Die Phase des Verhandelns: „Ja, ich, aber … “ Patienten akzeptieren die Tatsache des Todes, versuchen aber, über mehr Zeit zu verhandeln. Meist verhandeln sie mit Gott – sogar jene Menschen, die zuvor nie mit Gott gesprochen haben.

Die Phase der Depression: „Ja, ich“. Zuerst trauert der Sterbende um Vergangenes, dann tritt er in ein Stadium der „vorbereitenden Trauer“ ein und bereitet sich auf die Ankunft des Todes vor.

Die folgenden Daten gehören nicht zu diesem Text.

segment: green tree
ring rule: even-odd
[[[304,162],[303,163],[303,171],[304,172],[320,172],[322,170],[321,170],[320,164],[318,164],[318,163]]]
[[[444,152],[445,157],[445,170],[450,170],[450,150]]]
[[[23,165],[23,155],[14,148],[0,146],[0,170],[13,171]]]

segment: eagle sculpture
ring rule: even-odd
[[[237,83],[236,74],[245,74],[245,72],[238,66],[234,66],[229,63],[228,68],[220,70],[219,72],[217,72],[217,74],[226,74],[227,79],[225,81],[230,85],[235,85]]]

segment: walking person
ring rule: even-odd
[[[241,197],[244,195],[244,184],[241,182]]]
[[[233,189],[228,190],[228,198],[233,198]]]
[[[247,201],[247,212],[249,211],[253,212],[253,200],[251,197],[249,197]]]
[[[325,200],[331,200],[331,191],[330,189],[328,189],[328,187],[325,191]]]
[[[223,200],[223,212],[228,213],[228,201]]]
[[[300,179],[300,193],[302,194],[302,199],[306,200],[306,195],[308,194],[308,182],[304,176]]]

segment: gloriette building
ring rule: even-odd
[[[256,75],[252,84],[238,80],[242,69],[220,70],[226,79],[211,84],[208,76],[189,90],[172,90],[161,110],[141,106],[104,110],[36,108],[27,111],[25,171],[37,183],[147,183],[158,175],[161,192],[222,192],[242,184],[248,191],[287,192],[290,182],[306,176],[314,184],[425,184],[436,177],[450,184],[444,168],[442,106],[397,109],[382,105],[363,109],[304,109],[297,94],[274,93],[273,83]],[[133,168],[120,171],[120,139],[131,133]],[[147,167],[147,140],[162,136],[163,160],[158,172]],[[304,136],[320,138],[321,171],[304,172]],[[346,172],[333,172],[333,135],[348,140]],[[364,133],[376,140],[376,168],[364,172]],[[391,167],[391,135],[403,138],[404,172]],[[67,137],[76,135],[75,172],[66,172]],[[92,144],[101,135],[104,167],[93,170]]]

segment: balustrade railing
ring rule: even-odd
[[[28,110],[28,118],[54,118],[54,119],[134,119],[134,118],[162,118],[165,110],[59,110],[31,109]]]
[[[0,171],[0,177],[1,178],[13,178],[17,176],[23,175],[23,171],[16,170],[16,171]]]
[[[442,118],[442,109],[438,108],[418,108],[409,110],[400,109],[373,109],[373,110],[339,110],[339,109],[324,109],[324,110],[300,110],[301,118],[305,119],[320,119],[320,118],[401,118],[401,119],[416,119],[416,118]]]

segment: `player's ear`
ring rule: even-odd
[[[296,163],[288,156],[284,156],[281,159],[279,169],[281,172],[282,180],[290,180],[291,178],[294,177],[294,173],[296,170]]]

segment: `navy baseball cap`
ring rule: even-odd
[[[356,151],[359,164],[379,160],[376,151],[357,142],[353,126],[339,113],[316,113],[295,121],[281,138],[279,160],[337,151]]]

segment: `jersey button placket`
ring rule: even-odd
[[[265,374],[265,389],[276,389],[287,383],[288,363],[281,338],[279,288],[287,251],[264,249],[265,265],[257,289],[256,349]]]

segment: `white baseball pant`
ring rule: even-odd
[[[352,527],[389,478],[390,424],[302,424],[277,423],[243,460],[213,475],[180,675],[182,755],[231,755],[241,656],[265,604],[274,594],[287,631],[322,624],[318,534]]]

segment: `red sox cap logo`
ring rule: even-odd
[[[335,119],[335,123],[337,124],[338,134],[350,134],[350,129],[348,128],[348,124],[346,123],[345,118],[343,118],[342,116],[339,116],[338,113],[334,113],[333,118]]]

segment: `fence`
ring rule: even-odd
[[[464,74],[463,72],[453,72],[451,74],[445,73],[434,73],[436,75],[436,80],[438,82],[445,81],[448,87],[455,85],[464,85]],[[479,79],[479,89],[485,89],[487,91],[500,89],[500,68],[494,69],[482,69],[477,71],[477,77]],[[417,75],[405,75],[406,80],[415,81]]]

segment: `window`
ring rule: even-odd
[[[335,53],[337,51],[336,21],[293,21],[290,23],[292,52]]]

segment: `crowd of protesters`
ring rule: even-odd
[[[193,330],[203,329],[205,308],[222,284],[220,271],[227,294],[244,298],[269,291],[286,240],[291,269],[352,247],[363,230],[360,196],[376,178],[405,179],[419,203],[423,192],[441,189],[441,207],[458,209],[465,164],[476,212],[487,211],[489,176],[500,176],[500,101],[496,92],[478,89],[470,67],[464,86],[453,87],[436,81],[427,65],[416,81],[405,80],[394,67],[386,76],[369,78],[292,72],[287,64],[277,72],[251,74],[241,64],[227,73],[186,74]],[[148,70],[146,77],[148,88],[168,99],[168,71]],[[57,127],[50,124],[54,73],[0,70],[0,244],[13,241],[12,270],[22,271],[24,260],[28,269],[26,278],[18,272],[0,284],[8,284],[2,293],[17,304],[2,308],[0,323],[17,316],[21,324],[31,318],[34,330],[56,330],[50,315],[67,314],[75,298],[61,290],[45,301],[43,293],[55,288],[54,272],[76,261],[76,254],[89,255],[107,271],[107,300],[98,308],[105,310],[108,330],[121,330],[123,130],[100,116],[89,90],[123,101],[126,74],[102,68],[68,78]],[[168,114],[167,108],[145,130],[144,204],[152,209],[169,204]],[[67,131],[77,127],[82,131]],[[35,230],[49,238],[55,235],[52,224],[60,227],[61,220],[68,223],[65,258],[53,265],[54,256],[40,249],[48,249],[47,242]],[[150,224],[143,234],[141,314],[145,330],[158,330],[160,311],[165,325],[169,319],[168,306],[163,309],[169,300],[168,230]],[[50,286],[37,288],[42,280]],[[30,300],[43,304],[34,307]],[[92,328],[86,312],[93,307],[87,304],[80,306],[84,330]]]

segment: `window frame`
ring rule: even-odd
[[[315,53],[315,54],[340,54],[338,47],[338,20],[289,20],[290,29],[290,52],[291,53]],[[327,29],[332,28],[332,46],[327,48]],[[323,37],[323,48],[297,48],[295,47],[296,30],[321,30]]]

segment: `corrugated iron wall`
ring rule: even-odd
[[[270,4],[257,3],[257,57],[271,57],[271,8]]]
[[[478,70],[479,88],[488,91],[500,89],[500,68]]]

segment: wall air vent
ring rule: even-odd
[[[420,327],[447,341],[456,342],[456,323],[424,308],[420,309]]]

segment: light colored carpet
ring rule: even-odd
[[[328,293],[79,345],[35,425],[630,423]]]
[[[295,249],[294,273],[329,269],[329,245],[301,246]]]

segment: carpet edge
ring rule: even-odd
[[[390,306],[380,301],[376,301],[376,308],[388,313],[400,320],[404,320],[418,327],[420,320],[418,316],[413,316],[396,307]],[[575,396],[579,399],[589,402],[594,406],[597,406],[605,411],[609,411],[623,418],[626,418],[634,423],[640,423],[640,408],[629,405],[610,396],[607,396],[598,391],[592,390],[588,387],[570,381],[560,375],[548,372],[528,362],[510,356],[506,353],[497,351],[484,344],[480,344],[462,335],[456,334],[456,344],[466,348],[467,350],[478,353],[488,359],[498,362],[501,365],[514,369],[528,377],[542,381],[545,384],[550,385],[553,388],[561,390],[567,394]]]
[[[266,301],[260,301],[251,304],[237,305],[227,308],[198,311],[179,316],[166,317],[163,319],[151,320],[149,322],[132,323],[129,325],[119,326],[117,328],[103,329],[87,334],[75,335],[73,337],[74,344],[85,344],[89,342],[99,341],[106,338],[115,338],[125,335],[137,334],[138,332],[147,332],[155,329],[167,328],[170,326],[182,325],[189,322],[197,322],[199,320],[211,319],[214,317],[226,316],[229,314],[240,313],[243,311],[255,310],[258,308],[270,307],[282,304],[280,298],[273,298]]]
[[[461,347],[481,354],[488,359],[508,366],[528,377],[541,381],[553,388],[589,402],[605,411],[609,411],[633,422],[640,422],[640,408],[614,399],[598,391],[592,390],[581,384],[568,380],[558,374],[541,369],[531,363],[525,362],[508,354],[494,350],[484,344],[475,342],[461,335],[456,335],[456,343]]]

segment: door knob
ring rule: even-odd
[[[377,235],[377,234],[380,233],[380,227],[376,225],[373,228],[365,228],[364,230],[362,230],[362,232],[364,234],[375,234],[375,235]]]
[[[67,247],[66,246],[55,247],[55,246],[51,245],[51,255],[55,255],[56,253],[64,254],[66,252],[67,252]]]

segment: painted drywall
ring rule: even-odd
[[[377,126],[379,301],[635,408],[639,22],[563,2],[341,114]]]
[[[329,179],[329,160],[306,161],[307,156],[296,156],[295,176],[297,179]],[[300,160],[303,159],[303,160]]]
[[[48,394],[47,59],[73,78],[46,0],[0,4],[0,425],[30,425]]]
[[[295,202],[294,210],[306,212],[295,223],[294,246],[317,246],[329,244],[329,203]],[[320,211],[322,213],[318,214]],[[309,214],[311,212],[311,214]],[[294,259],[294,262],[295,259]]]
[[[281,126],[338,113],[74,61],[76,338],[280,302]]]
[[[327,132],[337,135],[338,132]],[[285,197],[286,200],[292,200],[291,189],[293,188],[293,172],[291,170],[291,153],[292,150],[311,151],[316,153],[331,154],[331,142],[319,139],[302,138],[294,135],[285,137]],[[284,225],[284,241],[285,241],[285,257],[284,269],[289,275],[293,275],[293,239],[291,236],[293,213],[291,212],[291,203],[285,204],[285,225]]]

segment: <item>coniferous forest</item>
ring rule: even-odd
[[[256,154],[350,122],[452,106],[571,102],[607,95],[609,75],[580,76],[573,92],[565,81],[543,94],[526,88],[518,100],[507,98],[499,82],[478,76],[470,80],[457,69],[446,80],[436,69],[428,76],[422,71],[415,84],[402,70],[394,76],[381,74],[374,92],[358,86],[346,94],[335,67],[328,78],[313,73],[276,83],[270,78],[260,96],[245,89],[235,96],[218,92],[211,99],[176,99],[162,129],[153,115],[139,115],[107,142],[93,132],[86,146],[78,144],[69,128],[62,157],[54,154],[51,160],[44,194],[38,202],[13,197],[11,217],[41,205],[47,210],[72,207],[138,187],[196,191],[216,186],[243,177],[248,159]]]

Die Phase der Hinnahme: „Meine Zeit ist nun sehr kurz, aber das ist in Ordnung so“. Kübler-Ross beschreibt dieses endgültige Stadium als „nicht ein glückliches Stadium, aber auch kein unglückliches. Es ist ohne Gefühle, aber es ist keine Resignation, es ist vielmehr ein Sieg“.16

Der Tod schockiert uns nicht, solange wir darüber nur in einem Buch lesen oder ihn philosophisch vom bequemen Sessel aus diskutieren. Die Gefühle der Machtlosigkeit und Isolierung entspringen unserem ganzen Wesen und nicht bloß unseren intellektuellen Vorstellungen. Das Problem des Todes erreicht im Allgemeinen nicht das Zentrum unseres Seins. Nur wenn es „mein“ bevorstehender Tod oder der bevorstehende Tod von jemandem ist, den ich liebe, spüre ich den schmerzenden Stich des „Hungers nach Leben“. Die Seele dessen, der von seiner Anhänglichkeit ans Leben gefoltert wird, liegt in Qualen; diese Foltern gehen durch unser ganzes Sein und lassen uns in der einen Minute bis ins Herz erschauern und im nächsten Moment in Fieberschweiß ausbrechen. Das ist unser verzweifelter Kampf: uns am Leben festzuklammern, während wir über den Rand des Todes gleiten. Hier liegt das Selbst im Kampf mit dem Nicht-Selbst. Die konkrete Möglichkeit unseres eigenen unmittelbar bevorstehenden Todes ist ein derartiger Schock, dass unsere erste Reaktion das Verleugnen sein muss. 17

Phasenmodelle erscheinen plausibel, keines von ihnen liefert allerdings immergültige Regeln. Die Modelle können Pflegenden und Sterbebegleitern zum grundlegenden Verständnis von Abläufen dienen, denn Sterben ist in jedem Fall als individuell zu betrachten. Elemente der Phasenlehren können aber sehr gut genutzt werden, um Sterbende und ihre Bedürfnisse besser verstehen zu können.